Tropical peatlands constitute ~11% of global peatland area and ~12% of the global peat C pool. Malaysia alone contains 10% of tropical peats. Due to rising global demands for food and biofuels, SE-Asia peat swamp forest ecosystems are threatened by increasing amounts of drainage, fire and conversion to plantation. These processes can change the GHG emissions and thus net ecosystem C balance. However, in comparison to temperate and boreal peatlands, there is a lack of data on terrestrial-aquatic-atmospheric carbon transfer from tropical peatlands, both those that are little disturbed and those facing anthropogenic pressures. Lateral transport of soil-respired carbon, and fluvial respiration or UV-oxidation of terrestrial DOC primes atmospheric carbon dioxide efflux. We now know that DOC lost from disturbed tropical peat swamp forests can be centuries to millennia old and originates deep within the peat column - this carbon may fuel efflux of old carbon dioxide and so anthropogenic land-use change renders the older, slower carbon cycles shorter and faster. Currently we have no knowledge of how significant ';older-slower' terrestrial-aquatic-atmospheric cycles are in disturbed tropical peatlands. Further, in some areas for commercial reasons, or by conservation bodies trying to minimise peat habitat loss, logged peats have been left to regenerate. Consequently, unpicking the legacy of multiple land uses on magnitude, age and source of GHG emissions is challenging but required to support land management decisions and projections of response to a changing climate. Here, we present the results of our first field campaign in July 2013 to the Raja Musa and Sungai Karang Peat Swamp Forest Reserves in North Selangor, Malaysia.

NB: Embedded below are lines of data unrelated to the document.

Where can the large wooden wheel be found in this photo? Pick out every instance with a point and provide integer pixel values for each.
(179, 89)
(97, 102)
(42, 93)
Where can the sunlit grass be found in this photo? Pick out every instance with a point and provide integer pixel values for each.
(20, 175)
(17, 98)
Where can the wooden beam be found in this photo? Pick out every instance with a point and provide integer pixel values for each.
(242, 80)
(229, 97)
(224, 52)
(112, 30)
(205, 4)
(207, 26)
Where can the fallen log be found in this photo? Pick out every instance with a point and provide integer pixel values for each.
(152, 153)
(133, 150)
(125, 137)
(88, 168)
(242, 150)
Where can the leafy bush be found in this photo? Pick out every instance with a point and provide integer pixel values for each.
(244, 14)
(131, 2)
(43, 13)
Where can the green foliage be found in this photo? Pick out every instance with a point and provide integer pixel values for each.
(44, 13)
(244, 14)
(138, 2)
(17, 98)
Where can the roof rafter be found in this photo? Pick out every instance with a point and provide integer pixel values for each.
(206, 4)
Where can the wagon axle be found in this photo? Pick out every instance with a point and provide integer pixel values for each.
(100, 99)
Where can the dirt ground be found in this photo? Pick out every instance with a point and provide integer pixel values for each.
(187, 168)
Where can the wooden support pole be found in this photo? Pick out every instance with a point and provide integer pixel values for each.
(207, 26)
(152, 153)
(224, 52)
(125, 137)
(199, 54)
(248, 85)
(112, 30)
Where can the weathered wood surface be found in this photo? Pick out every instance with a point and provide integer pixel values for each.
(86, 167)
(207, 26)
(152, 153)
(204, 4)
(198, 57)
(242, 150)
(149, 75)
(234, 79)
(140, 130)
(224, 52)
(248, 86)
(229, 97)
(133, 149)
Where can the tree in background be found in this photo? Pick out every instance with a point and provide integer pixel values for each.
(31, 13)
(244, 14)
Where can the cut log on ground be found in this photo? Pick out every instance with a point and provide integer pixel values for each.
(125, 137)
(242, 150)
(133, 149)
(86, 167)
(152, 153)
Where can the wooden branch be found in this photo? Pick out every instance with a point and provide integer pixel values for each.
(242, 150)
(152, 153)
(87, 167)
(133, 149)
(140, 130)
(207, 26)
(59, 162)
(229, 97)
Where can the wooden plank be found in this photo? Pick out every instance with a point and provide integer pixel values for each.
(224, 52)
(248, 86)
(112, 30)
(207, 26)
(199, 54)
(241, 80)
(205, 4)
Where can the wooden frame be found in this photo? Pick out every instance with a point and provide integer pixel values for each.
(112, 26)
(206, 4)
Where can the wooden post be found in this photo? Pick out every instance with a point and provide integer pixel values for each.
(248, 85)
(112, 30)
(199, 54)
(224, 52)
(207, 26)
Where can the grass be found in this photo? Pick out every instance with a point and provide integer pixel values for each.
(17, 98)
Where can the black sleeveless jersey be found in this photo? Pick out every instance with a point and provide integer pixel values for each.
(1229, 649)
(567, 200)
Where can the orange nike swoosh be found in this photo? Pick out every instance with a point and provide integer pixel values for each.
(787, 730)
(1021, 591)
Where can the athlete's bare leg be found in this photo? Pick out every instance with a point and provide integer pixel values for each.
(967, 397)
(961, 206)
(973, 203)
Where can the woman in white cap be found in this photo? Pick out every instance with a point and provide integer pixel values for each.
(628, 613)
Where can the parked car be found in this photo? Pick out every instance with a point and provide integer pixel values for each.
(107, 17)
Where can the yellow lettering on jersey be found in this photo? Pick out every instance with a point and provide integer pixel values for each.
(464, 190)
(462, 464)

This is one of Malaysia's largest oceanic peat swamps, and has been selectively logged and drained for 80 years, but is now subject to a 30 year logging ban to aid forest regeneration and build up wood stocks. From sites subject to different land use, we will present measurements of i) spatial variation in fluvial carbon dioxide and methane concentrations and associated efflux rates, and ii) the stable carbon isotopic composition of DIC and novel determination of the age of the effluxed carbon dioxide. From this we can consider if younger-faster or older-slower carbon cycling dominates the terrestrial-aquatic-atmospheric C transfer during this dry period sampling.